Why all gradients go inf when loss function is still small?

When I was training my Neural Network, I found that the weights of my model became Nan after some steps. Then, according to solutions in other topics, I check the loss and gradients of the former step using torch.isfinite(param.grad).all().

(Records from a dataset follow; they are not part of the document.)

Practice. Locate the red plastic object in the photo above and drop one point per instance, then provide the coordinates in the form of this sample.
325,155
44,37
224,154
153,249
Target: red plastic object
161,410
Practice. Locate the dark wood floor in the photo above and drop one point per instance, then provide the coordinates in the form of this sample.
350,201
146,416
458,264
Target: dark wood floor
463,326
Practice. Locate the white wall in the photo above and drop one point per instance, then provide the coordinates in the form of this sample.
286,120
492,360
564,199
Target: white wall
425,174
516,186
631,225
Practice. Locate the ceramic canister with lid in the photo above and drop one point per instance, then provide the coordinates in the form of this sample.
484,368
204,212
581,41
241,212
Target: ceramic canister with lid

I found out that the gradient of all layers in my model became inf, while the loss is still small (at least much smaller than beginning).

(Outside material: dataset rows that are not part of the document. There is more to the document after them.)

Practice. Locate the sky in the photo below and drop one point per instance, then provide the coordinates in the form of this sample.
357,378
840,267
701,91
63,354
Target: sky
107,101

This is how I define my loss function:

class GLoss(nn.Module):
    def __init__(self,len):
        super().__init__()
        self.L1_loss= nn.SmoothL1Loss()
        self.len_pred = len
        self.double()
    def forward(self,predict,label):#input of iou3d should be [x,y,z,w,h,l,theta]
        loss = torch.tensor(0.0)
        len_gt = len(label)
        for i in range(self.len_pred):
        
            #block start
            box=predict[i]
            keep = label[0][0]
            best_score = iou3D(box[:-1].detach(),keep.detach())
            for j in range(1,len_gt):
                score = iou3D(box[:-1].detach(),label[0][j].detach())
                if score > best_score:
                    best_score=score
                    keep=label[0][j]
            #block end
            #The above block is used to choose a proper training target, I don't think that it will affact loss computation.
            loss+=self.loss_calculate(box,keep,best_score)
        return loss/128
    def loss_calculate(self,pred,gt,score):
        loss=torch.tensor(0.0)
        position = pred[:3]
        tar_pos = gt[:3]
        L1L=self.L1_loss(position,tar_pos)
        loss += L1L
        Bbox= pred[3:6]
        Bbox_t= gt[3:6]
        BBL=torch.sum(torch.abs(1-Bbox/Bbox_t))
        loss += BBL
        angle=pred[6]
        angle_t=gt[6]
        AGL=torch.sqrt(2*(1-torch.cos(angle-angle_t)))
        loss += AGL
        if score>0.5:
            cls=1
        else:
            cls=0
        x=torch.sigmoid(pred[-1])
        CLL=-(cls*torch.log(x)+(1-cls)*torch.log(1-x))
        loss += CLL
        return loss

My model is a little large, so I only paste the top block of my model.

transformer.blocks.5.ln1.weight tensor(False)
transformer.blocks.5.ln1.bias tensor(False)
transformer.blocks.5.ln2.weight tensor(False)
transformer.blocks.5.ln2.bias tensor(False)
transformer.blocks.5.attn.qkv.weight tensor(False)
transformer.blocks.5.attn.qkv.bias tensor(False)
transformer.blocks.5.attn.proj.weight tensor(False)
transformer.blocks.5.attn.proj.bias tensor(False)
transformer.blocks.5.mlp.0.weight tensor(False)
transformer.blocks.5.mlp.0.bias tensor(False)
transformer.blocks.5.mlp.2.weight tensor(False)
transformer.blocks.5.mlp.2.bias tensor(False)
transformer.norm.weight tensor(False)
transformer.norm.bias tensor(False)
transformer.head.fc.weight tensor(False)
transformer.head.fc.bias tensor(False)

This model starts from the last fc layer, while the gradient is inf in this layer.

And the loss value is:

tensor(4.0644, grad_fn=<DivBackward0>)

From my former experience, I suppose that gradient exploding problem should happens in some middle layers of the model, but not in the input. And the loss should be very large when gradient exploding happens. It is not the case in my problem. Therefore, I wonder if there is anything wrong with my loss function?